36 Verben kindgerecht illustriert
Alle Illustrationen zeigen dieselbe sympathische Maus in unterschiedlichen Alltagssituationen. Die klaren Schwarz-Weiss-Zeichnungen lenken den Blick auf das Wesentliche: das jeweilige Verb.
Die Motive orientieren sich am Wortschatz von Kindern im Kindergarten- und Primarschulalter und umfassen viele alltägliche Handlungen wie:
- trinken
- schlafen
- duschen
- falten
- messen
- malen
- lachen
- weinen
- klettern
- graben
- schieben
- schneiden
- rufen
- schwimmen
- und viele weitere.
Fazit
Guter Wortschatzunterricht lebt von aktiven Erfahrungen. Kinder lernen Sprache nicht nur durch Zuhören, sondern vor allem durch eigenes Handeln, Beobachten und Ausprobieren.

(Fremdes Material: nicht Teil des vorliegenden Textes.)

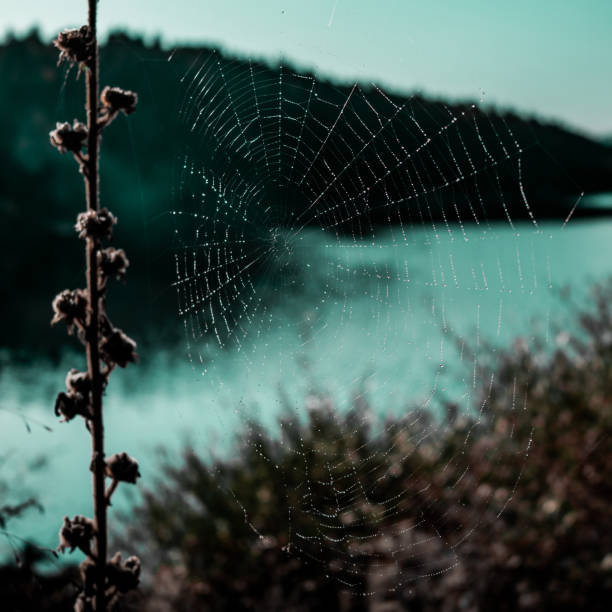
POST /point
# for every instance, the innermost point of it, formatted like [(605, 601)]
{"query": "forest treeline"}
[(40, 254)]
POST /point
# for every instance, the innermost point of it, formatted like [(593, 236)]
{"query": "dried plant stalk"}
[(105, 345)]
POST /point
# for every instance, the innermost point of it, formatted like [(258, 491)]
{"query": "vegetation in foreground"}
[(504, 508)]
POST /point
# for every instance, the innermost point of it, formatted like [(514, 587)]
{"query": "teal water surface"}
[(378, 318)]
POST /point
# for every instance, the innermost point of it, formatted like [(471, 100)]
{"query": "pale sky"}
[(552, 58)]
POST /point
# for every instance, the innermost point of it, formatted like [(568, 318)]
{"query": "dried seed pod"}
[(122, 467), (95, 224), (76, 533), (70, 306), (75, 46), (69, 405), (78, 382), (123, 575), (116, 99), (84, 604), (66, 137), (118, 348)]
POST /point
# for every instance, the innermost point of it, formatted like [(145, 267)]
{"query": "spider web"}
[(324, 238)]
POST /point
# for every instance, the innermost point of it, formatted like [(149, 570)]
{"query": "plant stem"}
[(93, 331)]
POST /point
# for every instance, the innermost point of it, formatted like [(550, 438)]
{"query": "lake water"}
[(376, 318)]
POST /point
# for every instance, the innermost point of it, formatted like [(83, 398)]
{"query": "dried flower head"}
[(116, 99), (123, 575), (111, 262), (84, 604), (118, 348), (76, 533), (78, 382), (70, 306), (95, 224), (122, 467), (69, 405), (75, 46), (66, 137)]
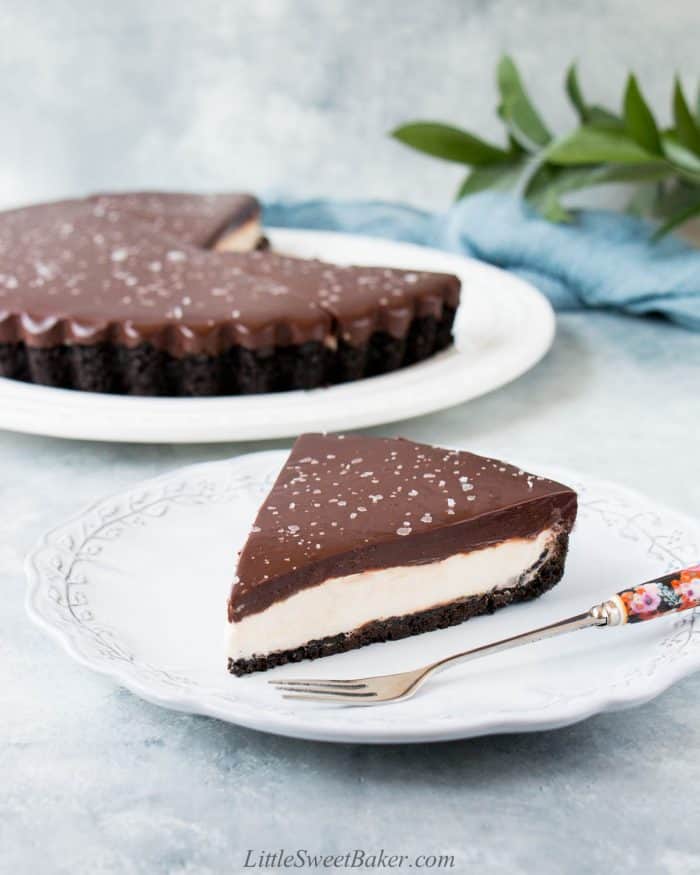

Die Pantomimekarten verbinden Bewegung, Spiel und Sprachförderung auf eine unkomplizierte Weise und eignen sich sowohl für den Regelunterricht als auch für DaZ, Heilpädagogik und Logopädie.
Wer Kinder zum Sprechen bringen möchte, muss ihnen oft nur einen kleinen Impuls geben und manchmal genügt dafür schon eine neugierige Maus, die ein Verb vormacht.